Because the data are standardized, the variance for the standardized data is equal to one. The specific variances are computed by subtracting the communality from the variance as expressed below:
\(\hat{\Psi}_i = 1-\hat{h}^2_i\)
Recall that the data were standardized before analysis, so the variances of the standardized variables are all equal to one. For example, the specific variance for Climate is computed as follows:
\(\hat{\Psi}_1 = 1-0.795 = 0.205\)
The specific variances are found in the SAS output as the diagonal elements in the table on page 5 as seen below:
Climate | Housing | Health | crime | Trans | Educate | Arts | Recreate | Econ | |
---|---|---|---|---|---|---|---|---|---|
Climate | 0.20499 | -0.00924 | -0.01476 | -0.06027 | -0.03720 | 0.18537 | -0.07518 | -0.12475 | 0.21735 |
Housing | -0.00924 | 0.48217 | -0.02317 | -0.28063 | -0.12119 | -0.04803 | -0.07518 | -0.04032 | 0.04249 |
Health | -0.01476 | -0.02317 | 0.27770 | 0.05007 | -0.15480 | -0.11537 | -0.00929 | -0.09108 | 0.06527 |
Crime | -0.06027 | -0.28063 | 0.05007 | 0.48755 | 0.05497 | 0.11562 | 0.00009 | -0.18377 | -0.10288 |
Trans | -0.03720 | -0.12119 | -0.15480 | 0.05497 | 0.49023 | -0.14318 | -0.05439 | 0.01041 | -0.12641 |
Educate | 0.18537 | -0.04803 | -0.11537 | 0.11562 | -0.14318 | 0.43926 | -0.13515 | -0.05531 | 0.14197 |
Arts | -0.07518 | -0.07552 | -0.00929 | 0.00009 | -0.05439 | -0.13515 | 0.24618 | -0.01926 | -0.04687 |
Recreate | -0.12475 | -0.04032 | -0.09108 | -0.18377 | 0.01041 | -0.05531 | -0.01926 | 0.48274 | -0.18326 |
Econ | 0.21735 | 0.04249 | 0.06527 | -0.10288 | -0.12641 | 0.14197 | -0.04687 | -0.18326 | 0.27230 |
For example, the specific variance for housing is 0.482.
This model provides an approximation to the correlation matrix.
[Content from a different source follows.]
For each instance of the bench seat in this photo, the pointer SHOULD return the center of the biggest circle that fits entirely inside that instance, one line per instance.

We can assess the model's appropriateness with the residuals obtained from the following calculation:
\(s_{ij}- \sum\limits_{k=1}^{m}l_{ik}l_{jk}; i \ne j = 1, 2, \dots, p\)
This is basically the difference between R and LL', or the correlation between variables i and j minus the expected value under the model. Generally, these residuals should be as close to zero as possible. For example, the residual between Housing and Climate is -0.00924 which is pretty close to zero. However, there are some that are not very good. The residual between Climate and Economy is 0.217. These values give an indication of how well the factor model fits the data.
One disadvantage of the principal component method is that it does not provide a test for lack-of-fit. We can examine these numbers and determine if we think they are small or close to zero, but we really do not have a test for this. Such a test is available for the maximum likelihood method.